Дни проходят очень быстро, а если взять в целом те две с половиной недели, которые я здесь нахожусь, то не могу поверить, что я сидел у подъезда нашего дома с пьяным Алексеем и мыл полы рваной тряпкой на ГСП всего две недели назад.

Позавчера ходил в санчасть с мозолями и получил освобождение от строевой и физической подготовки, теперь есть время.

Я ни о чем не думаю, только изредка вспоминаю «Отсюда и в вечность» и вновь понимаю, что эту книгу недооценил.


* * *

…В полвторого приехали назад, две минуты чистили сапоги на футбольном поле перед казармой, потом нас бросили на обед, не дав умыться, а сразу после обеда вывели на построение и повели в кино. Уже после кино, перед осмотром у зубного врача, который произвели также быстро, едва мы вышли из клуба, я глянул на себя в зеркало — честно сказать, совершенно случайно — и увидел, что грязь от рук (моих), вытиравших с лица пот во время работы на полигоне, осталась, точно какой-то скульптор несколькими мазками грязных рук вздумал из лица солдата-москвича сделать беспризорника-ополченца. Среди солдат в парадной форме, присутствовавших на просмотре фильма, мы должны были быть, как ветки, только что вытянутые из болота. Тем не менее, это не помешало мне крепко уснуть, пользуясь темнотой и дерьмовыми фильмами. Когда я засыпал, у меня сложилось такое впечатление, словно мое тело растекается, как пластилиновая фигурка под солнцем, и перестает существовать, перестает привлекать чье-то внимание, за исключением тех, кто любит смотреть в пустоту.
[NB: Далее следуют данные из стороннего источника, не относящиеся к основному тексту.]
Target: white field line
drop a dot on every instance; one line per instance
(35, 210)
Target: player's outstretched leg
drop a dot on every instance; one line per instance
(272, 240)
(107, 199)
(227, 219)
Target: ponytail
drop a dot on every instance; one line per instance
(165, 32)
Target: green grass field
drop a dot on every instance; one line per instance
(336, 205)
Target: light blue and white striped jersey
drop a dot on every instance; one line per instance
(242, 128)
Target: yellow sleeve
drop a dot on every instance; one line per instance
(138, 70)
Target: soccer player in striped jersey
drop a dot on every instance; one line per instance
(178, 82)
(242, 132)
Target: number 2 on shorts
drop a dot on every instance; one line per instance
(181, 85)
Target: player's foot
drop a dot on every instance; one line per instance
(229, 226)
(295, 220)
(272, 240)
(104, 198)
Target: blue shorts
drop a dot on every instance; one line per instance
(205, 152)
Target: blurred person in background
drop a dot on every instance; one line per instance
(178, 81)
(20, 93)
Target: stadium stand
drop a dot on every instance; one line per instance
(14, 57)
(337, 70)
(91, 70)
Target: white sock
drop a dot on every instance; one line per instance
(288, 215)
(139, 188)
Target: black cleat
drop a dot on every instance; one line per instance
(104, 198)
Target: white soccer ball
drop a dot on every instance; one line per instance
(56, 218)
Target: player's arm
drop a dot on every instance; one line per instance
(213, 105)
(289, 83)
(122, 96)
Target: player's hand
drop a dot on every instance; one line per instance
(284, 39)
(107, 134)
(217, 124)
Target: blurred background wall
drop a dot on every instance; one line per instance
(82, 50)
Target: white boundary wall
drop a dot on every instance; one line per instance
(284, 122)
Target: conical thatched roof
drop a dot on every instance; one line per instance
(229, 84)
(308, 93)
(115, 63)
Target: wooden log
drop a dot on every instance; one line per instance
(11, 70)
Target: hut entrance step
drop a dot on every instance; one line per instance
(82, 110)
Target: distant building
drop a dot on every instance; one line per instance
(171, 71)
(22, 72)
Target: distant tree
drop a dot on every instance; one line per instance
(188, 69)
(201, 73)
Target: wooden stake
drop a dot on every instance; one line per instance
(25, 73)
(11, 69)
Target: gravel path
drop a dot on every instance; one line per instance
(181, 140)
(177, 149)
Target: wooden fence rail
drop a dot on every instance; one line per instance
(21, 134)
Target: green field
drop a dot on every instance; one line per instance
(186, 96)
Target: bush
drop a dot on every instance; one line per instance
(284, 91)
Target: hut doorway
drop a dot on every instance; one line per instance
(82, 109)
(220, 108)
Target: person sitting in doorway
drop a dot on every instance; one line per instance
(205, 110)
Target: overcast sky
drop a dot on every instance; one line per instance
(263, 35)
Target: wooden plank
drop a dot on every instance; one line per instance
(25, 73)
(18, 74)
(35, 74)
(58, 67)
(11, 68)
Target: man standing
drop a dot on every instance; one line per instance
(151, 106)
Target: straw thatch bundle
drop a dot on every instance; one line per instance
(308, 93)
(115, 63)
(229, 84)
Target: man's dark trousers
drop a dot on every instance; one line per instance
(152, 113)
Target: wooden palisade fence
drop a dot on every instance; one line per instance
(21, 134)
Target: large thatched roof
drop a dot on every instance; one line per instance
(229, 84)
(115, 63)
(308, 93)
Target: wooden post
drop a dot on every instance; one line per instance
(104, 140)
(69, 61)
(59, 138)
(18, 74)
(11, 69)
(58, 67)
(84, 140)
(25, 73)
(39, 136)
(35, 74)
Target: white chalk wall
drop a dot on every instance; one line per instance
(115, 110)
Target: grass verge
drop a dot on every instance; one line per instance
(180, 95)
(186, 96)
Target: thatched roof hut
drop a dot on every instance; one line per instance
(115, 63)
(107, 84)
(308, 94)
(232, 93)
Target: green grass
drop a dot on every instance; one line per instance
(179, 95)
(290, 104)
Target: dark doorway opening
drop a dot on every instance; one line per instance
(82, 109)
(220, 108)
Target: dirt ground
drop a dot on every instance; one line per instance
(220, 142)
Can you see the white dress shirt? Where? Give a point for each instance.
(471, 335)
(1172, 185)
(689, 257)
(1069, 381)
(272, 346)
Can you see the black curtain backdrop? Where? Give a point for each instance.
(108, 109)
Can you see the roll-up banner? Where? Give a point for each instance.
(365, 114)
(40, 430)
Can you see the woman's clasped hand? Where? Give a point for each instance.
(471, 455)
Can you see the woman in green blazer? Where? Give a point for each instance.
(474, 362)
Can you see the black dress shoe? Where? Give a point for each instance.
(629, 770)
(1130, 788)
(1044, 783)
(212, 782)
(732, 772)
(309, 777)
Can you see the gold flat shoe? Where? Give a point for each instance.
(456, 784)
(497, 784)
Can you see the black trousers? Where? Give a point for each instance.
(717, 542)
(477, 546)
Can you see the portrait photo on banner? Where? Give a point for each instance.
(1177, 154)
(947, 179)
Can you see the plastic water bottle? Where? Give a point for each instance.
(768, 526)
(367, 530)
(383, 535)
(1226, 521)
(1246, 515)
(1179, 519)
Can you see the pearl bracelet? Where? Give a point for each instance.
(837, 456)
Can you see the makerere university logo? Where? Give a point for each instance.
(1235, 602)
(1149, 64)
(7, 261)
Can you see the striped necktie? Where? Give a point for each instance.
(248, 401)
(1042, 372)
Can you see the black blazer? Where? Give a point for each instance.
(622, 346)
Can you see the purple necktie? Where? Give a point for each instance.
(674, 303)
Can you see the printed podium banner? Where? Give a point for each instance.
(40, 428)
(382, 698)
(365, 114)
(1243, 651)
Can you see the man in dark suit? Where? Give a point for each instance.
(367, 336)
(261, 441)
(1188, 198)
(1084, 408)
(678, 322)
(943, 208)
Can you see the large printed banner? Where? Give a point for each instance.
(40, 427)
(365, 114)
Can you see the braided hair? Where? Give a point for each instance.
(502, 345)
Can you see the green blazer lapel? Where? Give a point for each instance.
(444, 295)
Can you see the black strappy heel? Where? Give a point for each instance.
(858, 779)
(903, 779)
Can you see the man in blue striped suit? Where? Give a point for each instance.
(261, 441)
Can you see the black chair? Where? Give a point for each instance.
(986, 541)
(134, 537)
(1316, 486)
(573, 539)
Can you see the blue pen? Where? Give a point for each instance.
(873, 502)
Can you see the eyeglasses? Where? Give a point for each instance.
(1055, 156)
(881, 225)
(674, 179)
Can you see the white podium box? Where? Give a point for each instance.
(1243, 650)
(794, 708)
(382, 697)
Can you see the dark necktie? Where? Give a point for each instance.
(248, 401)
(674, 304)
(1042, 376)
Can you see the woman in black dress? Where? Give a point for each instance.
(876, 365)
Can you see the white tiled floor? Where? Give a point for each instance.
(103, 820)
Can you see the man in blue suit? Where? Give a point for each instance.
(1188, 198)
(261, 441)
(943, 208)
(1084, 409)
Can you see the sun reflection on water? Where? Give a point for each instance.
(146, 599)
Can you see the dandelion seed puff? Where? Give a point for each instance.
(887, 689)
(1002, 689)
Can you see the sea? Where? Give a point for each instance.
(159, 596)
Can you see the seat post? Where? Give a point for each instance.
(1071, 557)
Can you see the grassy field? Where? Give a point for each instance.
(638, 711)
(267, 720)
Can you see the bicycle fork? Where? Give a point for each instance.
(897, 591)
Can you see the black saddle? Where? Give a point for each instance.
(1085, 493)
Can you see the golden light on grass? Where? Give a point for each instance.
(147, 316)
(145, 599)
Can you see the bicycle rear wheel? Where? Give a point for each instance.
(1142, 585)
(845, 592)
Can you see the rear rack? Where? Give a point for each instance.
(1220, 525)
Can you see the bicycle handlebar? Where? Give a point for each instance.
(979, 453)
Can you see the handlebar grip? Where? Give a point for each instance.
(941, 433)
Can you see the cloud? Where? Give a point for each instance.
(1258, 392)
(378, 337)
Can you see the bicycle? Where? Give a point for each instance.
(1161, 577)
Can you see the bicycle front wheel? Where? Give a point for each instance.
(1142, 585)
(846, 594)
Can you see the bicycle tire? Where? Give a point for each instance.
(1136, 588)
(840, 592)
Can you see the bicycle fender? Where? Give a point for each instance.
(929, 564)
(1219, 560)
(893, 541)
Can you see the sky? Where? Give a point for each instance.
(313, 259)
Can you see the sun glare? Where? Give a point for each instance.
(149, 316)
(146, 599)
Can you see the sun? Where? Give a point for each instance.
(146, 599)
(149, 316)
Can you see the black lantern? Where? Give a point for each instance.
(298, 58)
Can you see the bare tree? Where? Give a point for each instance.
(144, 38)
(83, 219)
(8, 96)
Просыпался несколько раз для того, чтобы изменить положение тела и совсем снять расслабленный ранее ремень. Дальше, как я уже говорил, нас осматривал стоматолог, а потом, напирая на мощность голосовых связок, мы выбили себе пять минут, чтобы обмыться с мылом и как следует почистить сапоги перед концертом. Концерт начинался в 16 ч. 30 м. В общем, для армии это было неплохо и было бы еще лучше, если бы мы так не устали.


* * *

Все думаю о том дне, когда я вернусь совсем. Этот день, как мне сейчас представляется, наступит после всемирного потопа, когда жизнь на Земле нашей восстановится заново, через огромный отрезок времени. Если об этом думать, то станет довольно тяжело жить. Но если жить, залив душу злобой на всё то, что тебе не нравится, можно легко ускорить течение времени, ослабить переживания по поводу того, что ты плохой, железный механизм, а тебе подобные по-прежнему состоят из живой, эластичной материи…



* * *

Я совершенно отгорожен от мира и живу один среди всего, включая людей, кучи песка, казарму. Не представляю себе, что за чертой нашего городка может что-то произойти, может кто-то умереть, у кого-то износиться колода карт, что-то разбиться или разбиться чья-то жизнь. Для меня жизнь идет только здесь, движется то, что я вижу собственными глазами, и мне представляется поэтому, что всё остальное, что у меня в доме, застыло, и я вернувшись, верну движение. Не верю ни во что, кроме этого.